A federal appeals court on Wednesday upheld a judge's order to bring a Turkish Tufts University student from a Louisiana immigration detention center back to New England for hearings to determine whether her rights were violated and if she should be released.
Denying a government request for a delay, the three-judge panel of the New York-based 2nd U.S. Circuit Court of Appeals ruled in favor of Rumeysa Ozturk after hearing arguments at a hearing Tuesday. Ozturk has been in Louisiana for over six weeks following an op-ed she co-wrote last year that criticized the school's response to Israel's war in Gaza.
The court ordered Ozturk to be transferred to ICE custody in Vermont no later than May 14.
Immigration court proceedings for Ozturk, initiated in Louisiana, are being conducted separately and Ozturk can participate remotely, the court said.
A district court judge in Vermont had ordered that the 30-year-old doctoral student be brought to the state for hearings to determine whether she was illegally detained.
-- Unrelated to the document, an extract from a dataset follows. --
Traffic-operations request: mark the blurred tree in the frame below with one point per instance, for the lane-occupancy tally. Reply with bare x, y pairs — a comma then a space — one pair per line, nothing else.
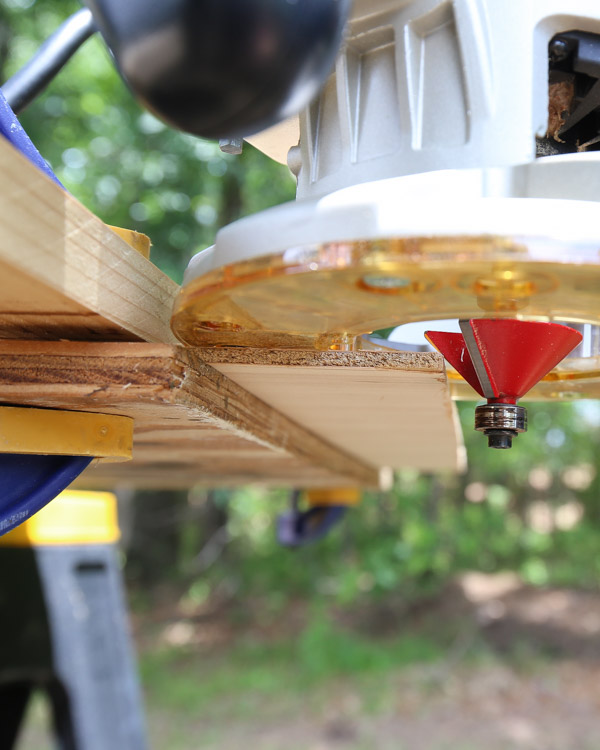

Ozturk's lawyers say her detention violates her constitutional rights, including free speech and due process.
The original deadline was May 1. A hearing on her motion to be released on bail was scheduled in Burlington for Friday, followed by another hearing on May 22.
The Justice Department, which appealed that ruling, said that the immigration court in Louisiana has jurisdiction over Ozturk's case. The appeals court paused the transfer order last week as it considered an emergency motion filed by the government. But on Wednesday, the court did not agree to the request for a longer delay.
The appeals court disagreed that the Vermont court was the wrong place to handle Ozturk's plea for release. It also said the government didn't show ''irreparable injury." It said Ozturk's interest in participating in person in the Vermont hearings outweighs administrative and logistical costs to the government.